- Education: University of Maine, Colorado State University
- Children: 2
- Awards: Monfort Professor Award from Colorado State University, 2002
- Scientific career
- Fields: Atmospheric science
- Workplaces: University of California at Santa Barbara, Colorado State University, Yale University
- Thesis: A study of the transport, sources, and sinks of atmospheric CO₂ using a general circulation model (1994)
- Website: www.atmos.colostate.edu/faculty/denning.php

= Scott Denning =

A. Scott Denning is a climate scientist and professor of atmospheric science at Colorado State University, whose faculty he joined in 1998. He is known for his research into atmosphere-biosphere interactions, the global carbon cycle, and atmospheric carbon dioxide. He firmly supports action to avoid climate change. He has also argued that, if no action is taken on the matter, global warming could make the climate of Colorado resemble that of southern New Mexico, Texas and Mexico.

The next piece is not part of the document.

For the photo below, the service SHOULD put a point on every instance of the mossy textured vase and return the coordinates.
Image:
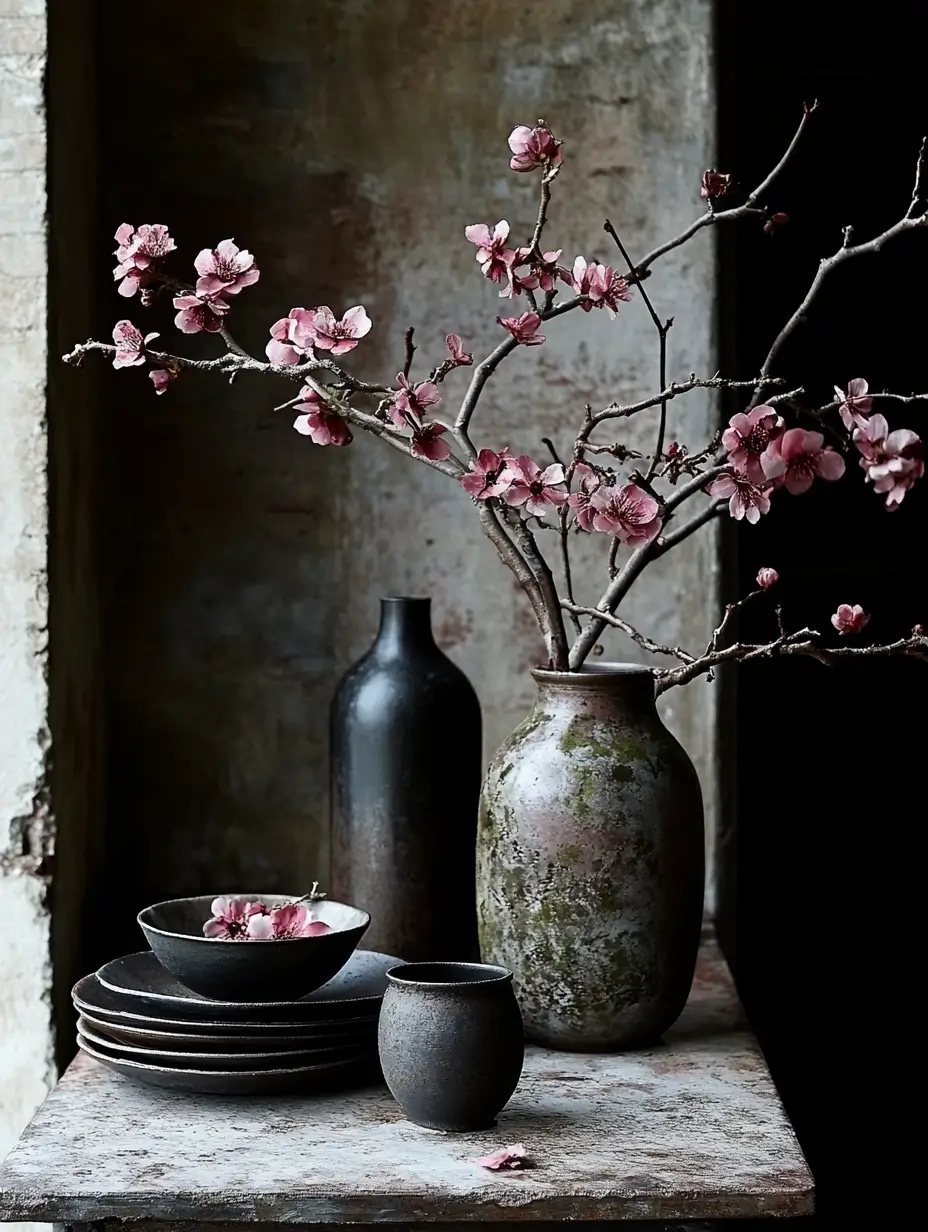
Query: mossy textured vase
(590, 863)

==Education and scientific career==
Denning received his BA in geology from the University of Maine and his MS and PhD in atmospheric science from Colorado State University in 1993 and 1994, respectively. He then spent two years as an assistant professor in the Donald Bren School of Environmental Science and Management at the University of California at Santa Barbara. He joined the faculty of Colorado State University in 1998, and become the director of education for the Center for Multi-Scale Modeling of Atmospheric Processes in 2006. Denning also worked on the Orbiting Carbon Observatory's scientific team. As of 2026, Denning has works as a visiting professor at the Yale School of the Environment most fall semesters.

==Debates==
Denning has appeared twice at the Heartland Institute's International Conference on Climate Change. In 2011, Denning debated skeptical climatologist Roy Spencer at the 6th International Conference on Climate Change.